As a part of a radical ‘privatisation project’, the Health Ministry and the NITI Aayog have developed a framework to let private hospitals run select services within district hospitals, on a 30-year lease.
- Details of Proposal
- The government will be allowing “a single private partner or a single consortium of private partners” to bid for space in district level hospitals, “especially in tier 2 & 3 cities.”
- Under this Public Private Partnership (PPP), care for only three non-communicable diseases —
- cardiac disease
- Pulmonary disease
- and cancer care — will be provided.
- The State governments have to lease up to five or six district hospitals within the State.
- Only those district hospitals that have at least a two-year record of treating more than 1,000 cases in the outpatient department every day will be selected for privatisation.
- Beneficiaries of the government insurance schemes will be able to get treatment at these hospitals but there will be no reserved beds or quota of beds for free services.
Funding through : Viability Gap Funding
- The state government will provide funds (Viability Gap Funding) to private players to set up infrastructure within district hospitals.

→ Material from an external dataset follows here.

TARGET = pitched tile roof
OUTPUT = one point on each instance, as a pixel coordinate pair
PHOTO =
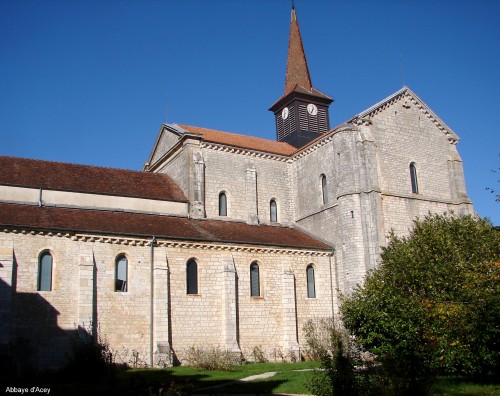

- The district hospitals will need to share their back-end services such as blood banks and ambulance services with the private players.
Some of the criticism
- No consultation – The Ministry has been sharply criticised for not consulting the key stakeholders from civil society and academia in preparing the document.
- Dismantling of the public services- Health policy is a state subject. NITI Aayog is an advisory body, whose primary role is to ensure that policies are not centralised, has been rushing through policies that are handing over essential public asset to the private sector without major.